While playing an imaginary game with my four-year-old son, I slipped onto to my computer to check what felt like a very time-sensitive email at the time. He quickly caught me and chided me with these words, “Pirates don’t use computers!” He wanted us to play, have an adventure, and find the lost treasure! My screen was both anachronistic and annoying in his pirate world.

So true. Though this was just moment with my child on an ordinary Tuesday, it made me think not only about how we use technology wisely but also about how well I play. With my son. And with my students.

Not long after this incident, my son’s preschool teacher loaned me a short book called Play Like a Pirate by Quinn Rollins. Our little parent-teacher conference led to a conversation on pedagogy, and before you think we were taking ourselves way too seriously for a meeting about four-year-olds, I should say that our discussion was all about play!

I cruised through the book, and even though Play Like a Pirate is geared towards K-12 teachers, I took away a renewed commitment to make learning as fun as possible. If we’re not having a good time, our students won’t either; if we’re bored, they’ll be bored too. Whether we’re opening the Scriptures, training our RAs, or teaching student development theory, we should be having a blast. So much so that it’s obvious and contagious.

I probably won’t bring action figures or Barbie dolls to class as Rollins suggests, but I’m considering the ways that play fits into our work with college students. On a practical level, I just may bring some play-doh the next time I teach counseling theory and I have some thoughts on how I may incorporate comic strips/graphic novels in a module on diversity.

The book also made me think about the time I brought a pogo stick to Senior EXIT. It was in the middle of the semester when the PA winter and the stress of classes had gotten the best of the students, and we all needed to release some tension. There’s nothing like a pogo stick to lighten the mood and let us have some fun before jumping into a serious topic.

Interestingly enough, my kids and I found that pogo stick in a trash pile in front of our neighbor’s house. I usually discourage my children from picking through junk piles during bulk trash week (I promise, they’ve never come home with a used mattress or anything like that). But this was a shiny thing of beauty with its 1990s decals still clinging to the metal. They don’t make ‘em like the used to. We snagged that treasure.

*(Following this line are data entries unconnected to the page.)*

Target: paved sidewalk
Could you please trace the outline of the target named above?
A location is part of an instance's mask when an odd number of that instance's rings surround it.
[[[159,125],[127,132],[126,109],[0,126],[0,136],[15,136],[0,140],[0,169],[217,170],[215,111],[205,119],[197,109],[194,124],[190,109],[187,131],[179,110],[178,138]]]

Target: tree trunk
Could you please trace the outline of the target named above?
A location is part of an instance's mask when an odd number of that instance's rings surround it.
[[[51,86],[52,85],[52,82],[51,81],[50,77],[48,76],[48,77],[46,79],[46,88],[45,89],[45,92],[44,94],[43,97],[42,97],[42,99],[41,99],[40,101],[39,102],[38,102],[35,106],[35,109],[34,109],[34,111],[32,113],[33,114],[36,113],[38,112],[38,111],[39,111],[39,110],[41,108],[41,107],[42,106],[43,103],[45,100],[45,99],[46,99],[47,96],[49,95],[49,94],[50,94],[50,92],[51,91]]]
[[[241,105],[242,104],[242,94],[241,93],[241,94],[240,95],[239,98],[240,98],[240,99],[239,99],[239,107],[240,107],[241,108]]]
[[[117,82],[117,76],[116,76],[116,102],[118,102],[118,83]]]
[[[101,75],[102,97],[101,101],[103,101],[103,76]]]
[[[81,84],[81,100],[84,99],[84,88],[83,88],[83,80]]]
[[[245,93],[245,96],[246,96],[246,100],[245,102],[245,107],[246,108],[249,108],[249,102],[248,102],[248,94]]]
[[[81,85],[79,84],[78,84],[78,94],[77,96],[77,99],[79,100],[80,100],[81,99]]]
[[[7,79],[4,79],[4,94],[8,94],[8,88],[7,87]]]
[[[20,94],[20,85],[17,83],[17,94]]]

It may not be play-doh and pogo sticks for you, but how do you bring passion and play into your work with students? Teaching and learning with college students is an amazing privilege. I want my love for them and what I teach to shine through at each turn. This is not to say we won’t have bad days or times when we slog through or need to address tough stuff, but overall, our students should see us leading the way in our love for what we do. Because when we do, there’s all sorts of treasure to be found!

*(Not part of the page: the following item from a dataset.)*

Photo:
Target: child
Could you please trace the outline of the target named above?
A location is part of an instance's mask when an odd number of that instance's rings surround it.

I’m curious, in what practical ways do you bring passion and play into your work with students? What makes it challenging for you to do so? Leave a comment below. I want to hear from you!  

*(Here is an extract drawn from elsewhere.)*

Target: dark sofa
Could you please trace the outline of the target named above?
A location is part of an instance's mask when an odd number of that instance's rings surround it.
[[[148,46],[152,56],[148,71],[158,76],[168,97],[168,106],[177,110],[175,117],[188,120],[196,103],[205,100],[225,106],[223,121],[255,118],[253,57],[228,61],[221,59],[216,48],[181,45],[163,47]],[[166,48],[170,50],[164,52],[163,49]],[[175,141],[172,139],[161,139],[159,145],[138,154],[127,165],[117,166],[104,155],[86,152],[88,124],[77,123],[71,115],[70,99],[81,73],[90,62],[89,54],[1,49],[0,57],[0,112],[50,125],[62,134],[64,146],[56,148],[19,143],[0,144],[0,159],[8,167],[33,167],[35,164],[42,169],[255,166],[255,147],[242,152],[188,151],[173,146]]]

4 comments on “Pirates Don’t Use Computers

  • Elizabeth Givens says:

    We have taught oral English with Chinese university students in Beijing for years. One of the biggest hurdles in the first few days of any summer program was to get the students to realize that they could be having fun and learn at the same time. That was so counter to their educational system that they assumed if a game was used in classroom, it was “childish” and not appropriate to learning. But once they grasped that “play” gave them the freedom to experiment with language, make mistakes, correct their mistakes, and laugh while learning, their oral English soared. I’m saving this article for training teachers!

    • YAY! I love this story, Liz. Thank you for sharing! I remember learning Spanish in grade school, and my teacher made it SO. MUCH. FUN. I still remember phrases in Spanish I learned from our food unit (where we created a restaurant) and from our unit on parts of the body (where we made paper mache creatures and labeled their body parts). You are right — when we let go and “play,” we free ourselves to learn in new ways!

  • Meghan E Craig says:

    OH. MY. GOSH. This speaks to my heart! I am a firm believer in incorporating play into learning. I think it comes from my elementary education background. We have been doing this before our leadership team meetings, by playing a game before hand that will tie into the lesson for that night. I would love to bring this more into large group worship time some more. Maybe not all the time, but some of the time. Thanks for reminding me that this is a good direction to go in!

    • Meg! This does not surprise me about you, and YES, this is a great direction to keep moving in. We need more play! Not in an extended youth-group kind of way, but in a “let’s not take ourselves so seriously that we forgot that we were made for play” kind of way. Keep having a blast. Keep inspiring student to do likewise!